2 Proposed low power and high linearity switching scheme

SAR ADC in the first few conversion cycles consumes bulk of the energy. Thus, the key to reducing switching energy in the capacitive DAC is to cut down the energy consumed in the first few conversion cycles. In order to reduce the switching energy further, the proposed scheme uses split-MSB capacitor, illustrating in the Fig. 1. Figure 1 a and b illustrate the switching sequences on 3rd-MSB decision of the energy-back scheme and the proposed scheme. To explain the proposed scheme, a 4-bit differential SAR ADC is used, illustrating in the Fig. 2. Because of the switching scheme symmetrical, Fig. 2 just presents the switching scheme when MSB = 1. During the sampling phase, the differential input signal is sampled on the top-plates of both capacitor arrays, and the bottom-plates of capacitors are connected with [0.5…0.5 1.0.1], i.e. the bottom-plates of the most-significant bit (MSB) capacitor array are initially set to V cm, and the bottom-plates of the other capacitors are set to V ref. After that, the first comparison is performed and the sampling switches are turned off with no switching energy consumption. And the sequence of the higher voltage potential side of the capacitor array is set to [0…0 0.5…0.5] with no switching energy consuming. According to the second comparison result, the sequence is changed to [0.5…0.5 0.5…0.5] or [1…1 1…1]. This conversion consumes no energy as well. Thus, the proposed switching scheme achieves the first three comparison cycle no energy consumption.

Fig. 1
figure 1

Switch sequences on 3rd-MSB decision. a Energy-back switching scheme, b proposed switching scheme

Fig. 2
figure 2

The proposed switching scheme of 4 bit ADC

The beginning of the 3rd-MSB to the least-significant bit (LSB) decision, the split-MSB capacitor array plays a very important role. In the rest of the comparison cycles, there is only one side of the DAC array change. The differential capacitor arrays will chose different reference voltages. For example, if 2nd-MSB = 1 and the i bit result is 1, the capacitor of main-DAC will change downward a V cm voltage. If 2nd-MSB = 0 and the i bit result is 0, the capacitor of split-MSB will change upward a V cm voltage.

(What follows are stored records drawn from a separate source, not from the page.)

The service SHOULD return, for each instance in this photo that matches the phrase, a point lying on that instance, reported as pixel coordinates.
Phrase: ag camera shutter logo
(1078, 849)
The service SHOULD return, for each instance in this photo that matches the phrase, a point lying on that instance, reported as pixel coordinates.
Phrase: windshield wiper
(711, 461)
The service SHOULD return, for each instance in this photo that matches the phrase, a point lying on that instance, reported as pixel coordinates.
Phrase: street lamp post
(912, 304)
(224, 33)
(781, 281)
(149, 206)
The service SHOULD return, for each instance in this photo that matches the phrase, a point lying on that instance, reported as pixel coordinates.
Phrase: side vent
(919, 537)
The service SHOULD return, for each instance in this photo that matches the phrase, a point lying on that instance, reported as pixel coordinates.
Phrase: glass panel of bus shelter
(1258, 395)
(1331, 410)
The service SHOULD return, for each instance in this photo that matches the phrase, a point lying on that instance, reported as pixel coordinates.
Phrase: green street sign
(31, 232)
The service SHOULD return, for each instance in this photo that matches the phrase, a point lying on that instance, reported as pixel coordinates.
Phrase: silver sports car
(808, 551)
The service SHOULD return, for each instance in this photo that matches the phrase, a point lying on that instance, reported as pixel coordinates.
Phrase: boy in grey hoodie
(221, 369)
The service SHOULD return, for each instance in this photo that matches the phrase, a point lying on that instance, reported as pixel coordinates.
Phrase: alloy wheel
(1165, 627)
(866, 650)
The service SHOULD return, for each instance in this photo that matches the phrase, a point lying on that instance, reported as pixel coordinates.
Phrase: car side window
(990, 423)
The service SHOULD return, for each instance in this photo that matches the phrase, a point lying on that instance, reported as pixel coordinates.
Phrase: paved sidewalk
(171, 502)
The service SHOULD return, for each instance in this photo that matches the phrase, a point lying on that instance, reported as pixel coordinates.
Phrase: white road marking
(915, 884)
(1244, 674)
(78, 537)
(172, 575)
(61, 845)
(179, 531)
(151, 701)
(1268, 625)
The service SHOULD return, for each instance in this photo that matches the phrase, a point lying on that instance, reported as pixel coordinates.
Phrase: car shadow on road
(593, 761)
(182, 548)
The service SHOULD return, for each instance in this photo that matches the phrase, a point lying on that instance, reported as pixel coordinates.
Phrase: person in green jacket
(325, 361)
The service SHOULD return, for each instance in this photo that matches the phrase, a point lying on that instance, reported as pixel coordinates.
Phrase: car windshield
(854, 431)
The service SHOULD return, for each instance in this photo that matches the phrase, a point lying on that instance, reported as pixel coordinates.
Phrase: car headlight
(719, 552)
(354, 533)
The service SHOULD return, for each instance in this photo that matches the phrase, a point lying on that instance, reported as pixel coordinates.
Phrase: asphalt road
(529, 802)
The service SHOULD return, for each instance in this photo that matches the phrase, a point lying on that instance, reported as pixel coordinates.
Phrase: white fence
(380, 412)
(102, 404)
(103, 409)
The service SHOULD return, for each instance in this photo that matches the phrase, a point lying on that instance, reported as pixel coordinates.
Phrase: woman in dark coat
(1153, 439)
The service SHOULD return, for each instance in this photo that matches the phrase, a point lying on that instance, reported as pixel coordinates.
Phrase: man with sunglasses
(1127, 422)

As shown in Fig. 2, according to the comparator output, the main-DAC capacitor array or the split-MSB capacitor array is switched from V cm/V ref to gnd/V cm or from gnd/V cm to V cm/V ref while others remain unchanged. There is only one capacitor switch for each bit cycle, during the comparison cycles, so that less switching activity and lower energy.

3 Switching energy analysis

3.1 Switching energy

Behavioural simulation was performed in MATLAB for comparison of 10 bit SAR ADC. Table 1 summarises the features of previously reported switching schemes and the proposed switching scheme. The average switching energy for a 10 bit SAR ADC is 1363.3CV 2ref whereas the switching energy for a 10 bit SAR using the proposed scheme is only 10.54 CV 2ref which amounts to a reduction of 99.23% in the switching energy.

Table 1 Comparison of different switching schemes

Figure 3 compares the switching energy of several different schemes and the proposed scheme. In the proposed switching scheme, the average switching energy for an N-bit SAR ADC is given below:

$$E_{avg} = \mathop \sum \limits_{i = 0}^{N - 4} \frac{{2^{N - 3 - i} - 1}}{{2^{N - 2i} }}CV_{ref}^{2}$$
(1)
Fig. 3
figure 3

Switching energy against output code

Parasitic capacitance affects the switching energy. The top-plate parasitic capacitance of the capacitor array increases the capacitor, thus increases the switching energy. When the capacitance is charging, the bottom-plate parasitic capacitance of the capacitor array needs charging thus it increases the switching energy. Otherwise the bottom-plate parasitic capacitance needs discharging but do not consume any additional energy from V ref .

3.2 Linearity

The mixed switching scheme [4] achieves more than 99% energy saving over conventional switching scheme while ignores the linearity of the switching scheme. Figure 4 shows behavioural simulation results of 500 Monte Carlo runs of 10 bit SAR ADC with proposed switching scheme. Assuming the unit capacitor is modelled with a nominal value of C u and a standard deviation of σ u which is set to 1% (σ(∆C/C = 0.01)). The worst case DNL and INL occurs at 1/8V ref, 3/8V ref, 5/8V ref and 7/8V ref. And the root-mean-square (RMS) of maximum DNL and the RMS of maximum INL are 0.117LSB and 0.144LSB, respectively.

Fig. 4
figure 4

Simulation result with the proposed switching scheme

Based on the method provided in [5], the standard deviation of maximum DNL is given by:

$$\sigma_{DNL,MAX} = \frac{{\sqrt {2 \times \left( {2^{N - 3} - 1} \right)} }}{{C_{u} }} \cdot \sigma_{u} \approx \frac{{\sqrt {2^{N - 2} } }}{{C_{u} }} \cdot \sigma_{u}$$
(2)

where \(2 \times \left( {2^{{{\text{N}} - 3}} - 1} \right)\) is the number of switched capacitors when the two code transitions occur. And the request of matching between unit capacitors can be smaller a factor of approximately 2 than that of the monotonic switching scheme.

4 Conclusion

A new energy-efficient switching scheme for SAR ADC is proposed. The proposed scheme achieves 99.23% energy saving over conventional switching scheme by using split-MSB technique and three reference voltages. In addition, the proposed switching scheme holds a high linearity that the DNL and INL are 0.117LSB and 0.144LSB, respectively. It is an ideal choice for low power SAR ADC.